En ningún caso son cifras de conformidad, pero la diferencia de 11 puntos porcentuales únicamente por el hecho de ser de otro sexo es más que relevante. También se percibe una diferencia destacable en el 50% de las mujeres, que consideran que han renunciado alguna vez a su carrera profesional, por el 41% de los hombres.
Los motivos, en el caso de las mujeres, son conciliar la vida personal por el nacimiento de algún hijo (35%) y el emprendimiento (4%), que las lleva a reducir su jornada laboral en un 17%. Los hombres, en cambio, renuncian a su carrera por la familia (23%) y el emprendimiento (11%), con un 10% de hombres que reduce su jornada.
Noelia de Lucas, directora comercial de Hays, destaca que para evitar una de estas renuncias “debemos hablar de cómo trabajar las vueltas de maternidad dentro de las empresas, cómo facilitar herramientas adecuadas para que el trabajo salga y se realice flexibilizando lo máximo posible el presentismo”.
Siempre que el salario sea adecuado, las opciones más valoradas también difieren significativamente entre sexos. Las mujeres ponen por delante la conciliación (21%) y la flexibilidad horaria (19%), mientras que los hombres dan más importancia a un proyecto motivador (21%) y a los planes de carrera (20%).
El primer paso para asegurar una contratación igualitaria es no segmentar ni por sexo ni por cualquier rasgo físico ni de edad, algo muy demandado por los propios candidatos. Sin embargo, mientras que el 70% de los hombres son partidarios de que las empresas implanten el CV ciego, en el caso de las mujeres, aumenta diez puntos más, hasta el 80%.

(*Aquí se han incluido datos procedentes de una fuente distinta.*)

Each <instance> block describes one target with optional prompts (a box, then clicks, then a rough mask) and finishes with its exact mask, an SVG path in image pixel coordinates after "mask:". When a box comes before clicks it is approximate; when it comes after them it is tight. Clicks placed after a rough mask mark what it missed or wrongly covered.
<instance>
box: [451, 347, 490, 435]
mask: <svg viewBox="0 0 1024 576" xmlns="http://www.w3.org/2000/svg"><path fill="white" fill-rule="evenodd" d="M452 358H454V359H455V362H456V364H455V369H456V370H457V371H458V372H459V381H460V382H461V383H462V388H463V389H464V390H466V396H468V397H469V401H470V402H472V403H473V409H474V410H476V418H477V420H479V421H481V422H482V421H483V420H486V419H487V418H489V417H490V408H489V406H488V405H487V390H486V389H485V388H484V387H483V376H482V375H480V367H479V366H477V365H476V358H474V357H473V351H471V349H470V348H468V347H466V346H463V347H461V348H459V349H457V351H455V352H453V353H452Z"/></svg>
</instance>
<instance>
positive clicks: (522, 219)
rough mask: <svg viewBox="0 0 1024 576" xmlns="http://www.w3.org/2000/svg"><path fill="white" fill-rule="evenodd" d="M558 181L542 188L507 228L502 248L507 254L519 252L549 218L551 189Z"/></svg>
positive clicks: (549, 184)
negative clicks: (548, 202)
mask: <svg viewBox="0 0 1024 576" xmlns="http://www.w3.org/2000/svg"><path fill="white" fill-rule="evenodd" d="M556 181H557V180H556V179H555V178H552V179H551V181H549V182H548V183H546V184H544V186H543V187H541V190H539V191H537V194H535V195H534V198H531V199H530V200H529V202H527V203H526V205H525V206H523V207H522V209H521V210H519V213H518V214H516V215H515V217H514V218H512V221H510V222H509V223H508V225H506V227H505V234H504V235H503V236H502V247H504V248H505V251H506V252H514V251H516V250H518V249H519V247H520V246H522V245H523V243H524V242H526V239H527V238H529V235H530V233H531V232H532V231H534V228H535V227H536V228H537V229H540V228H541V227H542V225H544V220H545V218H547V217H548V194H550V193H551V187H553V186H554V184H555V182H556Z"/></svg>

Para impulsar la contratación de mujeres en perfiles directivos, Noelia de Lucas asegura que “son necesarias palancas impulsoras en el corto plazo para igualar el número de hombres y mujeres”. “No hablo de cuotas, ya que creo que, a igualdad de talento, hay que dar una ayuda al talento femenino”, constata.
Mientras que solo el 45% de las mujeres piensa que su empresa está comprometida con la igualdad de género, en el caso de los hombres este porcentaje se eleva al 60%. Por este motivo, la directora comercial de Hays apunta que “hay que tener palancas que aceleren el ascenso al poder por parte de la mujer, ya que el inmovilismo no sirve”. “Si no hubiéramos hecho nada las mujeres seguirían sin poder votar”, añade.